Attendees are invited to join an open discussion 15 minutes following the end of the training, where you can engage with fellow attendees by turning on your camera and microphone. This is an opportunity to share your experiences and contribute to a meaningful exchange of ideas. Time will be allocated to address questions or insights from the training. Please note that attendance is optional and will not affect your eligibility for a training certificate.

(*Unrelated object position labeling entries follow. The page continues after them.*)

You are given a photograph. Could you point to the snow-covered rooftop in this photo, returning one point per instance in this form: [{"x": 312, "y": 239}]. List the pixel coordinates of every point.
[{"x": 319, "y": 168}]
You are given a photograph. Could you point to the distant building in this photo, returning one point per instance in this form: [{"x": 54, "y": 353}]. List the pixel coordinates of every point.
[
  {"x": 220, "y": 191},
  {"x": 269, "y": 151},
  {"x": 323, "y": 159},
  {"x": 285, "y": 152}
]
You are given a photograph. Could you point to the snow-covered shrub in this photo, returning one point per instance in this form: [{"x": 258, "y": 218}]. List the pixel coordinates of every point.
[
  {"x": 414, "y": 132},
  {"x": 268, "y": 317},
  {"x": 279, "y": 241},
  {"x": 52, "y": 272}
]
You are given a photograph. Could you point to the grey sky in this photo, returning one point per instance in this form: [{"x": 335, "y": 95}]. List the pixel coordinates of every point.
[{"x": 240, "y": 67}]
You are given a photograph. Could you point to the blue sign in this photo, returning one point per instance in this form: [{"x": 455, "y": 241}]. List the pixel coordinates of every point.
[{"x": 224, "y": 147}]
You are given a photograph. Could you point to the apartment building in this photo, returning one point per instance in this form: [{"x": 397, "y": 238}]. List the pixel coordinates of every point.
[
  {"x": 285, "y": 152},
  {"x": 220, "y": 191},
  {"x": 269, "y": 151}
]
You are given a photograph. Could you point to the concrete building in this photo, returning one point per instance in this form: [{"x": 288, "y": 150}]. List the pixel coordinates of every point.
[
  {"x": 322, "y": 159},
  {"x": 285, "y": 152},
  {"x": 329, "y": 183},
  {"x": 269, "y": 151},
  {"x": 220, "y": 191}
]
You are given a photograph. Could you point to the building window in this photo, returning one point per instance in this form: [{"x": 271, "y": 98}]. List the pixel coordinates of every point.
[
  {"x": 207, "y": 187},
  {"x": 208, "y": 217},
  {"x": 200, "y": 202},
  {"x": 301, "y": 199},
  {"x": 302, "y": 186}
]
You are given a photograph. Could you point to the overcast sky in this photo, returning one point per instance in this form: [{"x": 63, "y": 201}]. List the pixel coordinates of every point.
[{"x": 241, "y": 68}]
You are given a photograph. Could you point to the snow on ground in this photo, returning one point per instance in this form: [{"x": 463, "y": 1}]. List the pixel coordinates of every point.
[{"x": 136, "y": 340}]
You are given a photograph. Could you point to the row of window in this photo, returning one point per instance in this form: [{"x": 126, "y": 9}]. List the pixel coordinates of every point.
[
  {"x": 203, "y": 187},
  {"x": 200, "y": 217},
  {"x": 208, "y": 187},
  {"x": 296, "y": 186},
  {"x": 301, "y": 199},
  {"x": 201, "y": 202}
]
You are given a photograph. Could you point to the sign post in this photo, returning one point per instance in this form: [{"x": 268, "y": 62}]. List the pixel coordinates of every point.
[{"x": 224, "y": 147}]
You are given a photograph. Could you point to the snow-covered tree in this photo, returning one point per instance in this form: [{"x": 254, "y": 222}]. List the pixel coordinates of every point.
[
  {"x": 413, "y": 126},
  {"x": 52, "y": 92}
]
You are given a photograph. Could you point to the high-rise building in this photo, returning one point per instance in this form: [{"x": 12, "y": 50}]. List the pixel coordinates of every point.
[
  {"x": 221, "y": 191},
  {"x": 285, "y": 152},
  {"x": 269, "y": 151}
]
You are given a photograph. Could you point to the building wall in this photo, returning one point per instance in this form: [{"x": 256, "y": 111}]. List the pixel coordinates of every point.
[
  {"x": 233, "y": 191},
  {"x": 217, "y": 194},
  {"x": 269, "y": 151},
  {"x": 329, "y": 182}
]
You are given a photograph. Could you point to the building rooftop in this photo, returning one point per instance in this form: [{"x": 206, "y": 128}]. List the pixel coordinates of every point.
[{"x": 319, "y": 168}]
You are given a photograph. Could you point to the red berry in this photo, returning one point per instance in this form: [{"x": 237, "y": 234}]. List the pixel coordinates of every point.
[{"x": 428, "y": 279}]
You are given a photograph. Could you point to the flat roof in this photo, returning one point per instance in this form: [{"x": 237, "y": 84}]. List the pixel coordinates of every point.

As a result of participating in this training, attendees will be better able to:

1) Explain the core principles of the Good Lives Model (GLM) and how they apply to work with adolescents who have experienced adversity and engaged in problematic behaviors.
2) Demonstrate how to effectively integrate the Becoming Who I Want to Be workbooks into both individual and group therapeutic settings.
3) Apply Motivational Interviewing skills and Trauma-Informed Care principles to enhance the use of the GLM and the workbooks in treatment.
4) Identify common obstacles youths face in achieving their “good life goals” and describe strategies to help them build healthier identities and positive life plans.

Audience

This training is for professionals working with young people who have experienced complex trauma, as well as young people who have perpetrated abuse. Professionals who will benefit from this training include social workers, psychologists, clinical counselors, and interested paraprofessionals.

Content Level

Introductory/Intermediate

Cancellations

We can refund your training fee up to 24 hours prior to the start of the training.

Who's Presenting


David Prescott

David Prescott, LICSW, ATSA-F

Director of the Safer Society Continuing Education Center
Safer Society Foundation

A mental health practitioner of 40 years, David Prescott is the Director of the Safer Society Continuing Education Center. He is the author and editor of 25 books in the areas of understanding and improving services to at-risk clients. He is best known for his work in the areas of understanding, assessing, and treating sexual violence and trauma. Mr. Prescott is the recipient of the 2014 Distinguished Contribution award from the Association for the Treatment and Prevention of Sexual Abuse (ATSA), the 2018 recipient of the National Adolescent Perpetration Network’s C. Henry Kempe Lifetime Achievement award, and the 2022 recipient of the Fay Honey Knopp Award from the New York State Alliance for the Prevention of Sexual Abuse and New York State ATSA. He also served as ATSA President in 2008-09. Mr. Prescott currently trains and lectures around the world. His published work has been translated into Japanese, Korean, German, French, Polish, and Southern Tutchone. He has served on the editorial boards of four scholarly journals.